I plan to soon update my software so it creates a CSV database on the fly that can then be used by Google Fusion Tables so you can map, infograph and otherwise visualize the highway fatality data to your heart’s content.


  1. Useful, but terribly depressing. We had – until recently – a Twitter account called @struckinDC that reported every DC EMS call for a struck pedestrian or cyclist. The frequency of updates was both alarming and sad. Occasionally I find ignorance preferable.

  2. It’s *very* depressing, and I’m glad to see very few people are actually following the feed (and the related @chpbike feed). I hope the map that I’ll eventually create from the data will be more useful, though.

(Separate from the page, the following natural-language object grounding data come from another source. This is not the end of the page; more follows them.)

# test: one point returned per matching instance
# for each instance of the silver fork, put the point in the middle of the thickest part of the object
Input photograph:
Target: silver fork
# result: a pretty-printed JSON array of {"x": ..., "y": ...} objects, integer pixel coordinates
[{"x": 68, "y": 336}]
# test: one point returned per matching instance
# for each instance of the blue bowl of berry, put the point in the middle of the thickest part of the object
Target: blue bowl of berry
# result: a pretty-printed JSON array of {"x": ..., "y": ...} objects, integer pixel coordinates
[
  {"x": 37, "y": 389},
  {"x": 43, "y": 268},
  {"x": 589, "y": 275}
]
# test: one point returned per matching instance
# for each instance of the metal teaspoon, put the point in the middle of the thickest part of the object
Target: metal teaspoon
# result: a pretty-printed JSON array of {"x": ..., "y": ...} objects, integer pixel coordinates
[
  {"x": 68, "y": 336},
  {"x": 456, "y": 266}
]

  3. Ah, I just looked up traffic fatality statistics in Japan. Happily,the number of the fatalities has been decreasing. I don’t know why but I think the crackdown on drunk driving might have helped. The results are shown here: URL:http://www.oshima.pref.hokkaido.lg.jp/hk/kks/kakarigyoumu/suishintop/joukyou/todohukenbetu.htm. By the way, Tokyo became the worst city (for traffic fatalities) in 2010. Anyway, I hope the number of traffic fatalities in California will decrease by your tool or somehow.

  4. Shuichi-san,

    Thank you for that info. Japan has an admirably low rate of traffic deaths
    compared to the United States. We have about 10x the number of traffic
    deaths with about 2.5x times the population. And it appears several
    prefectures have been able to cut traffic deaths by over 50% over the past
    decade! Compare to California’s 20% cut in deaths over the same time

    Most countries look at traffic accidents in epidemiological terms, showing
    fatality rates per 100,000 population (or a similar measure). In the United
    States, the most common measure of traffic fatalities is per “Vehicles Miles
    Traveled” (VMT) — states publish there are so many deaths per million
    vehicle miles traveled. Since, until recently, VMT kept climbing up and up,
    the government can claim increased safety in spite of increasing deaths.

  5. Hello, I have not compared the number of traffic fatalities ever before. I feel there are more unfortunate numbers in the US than in Japan in your message. I hope traffic fatalities will decrease from now on in the US. Anyway, thank you for telling me the info.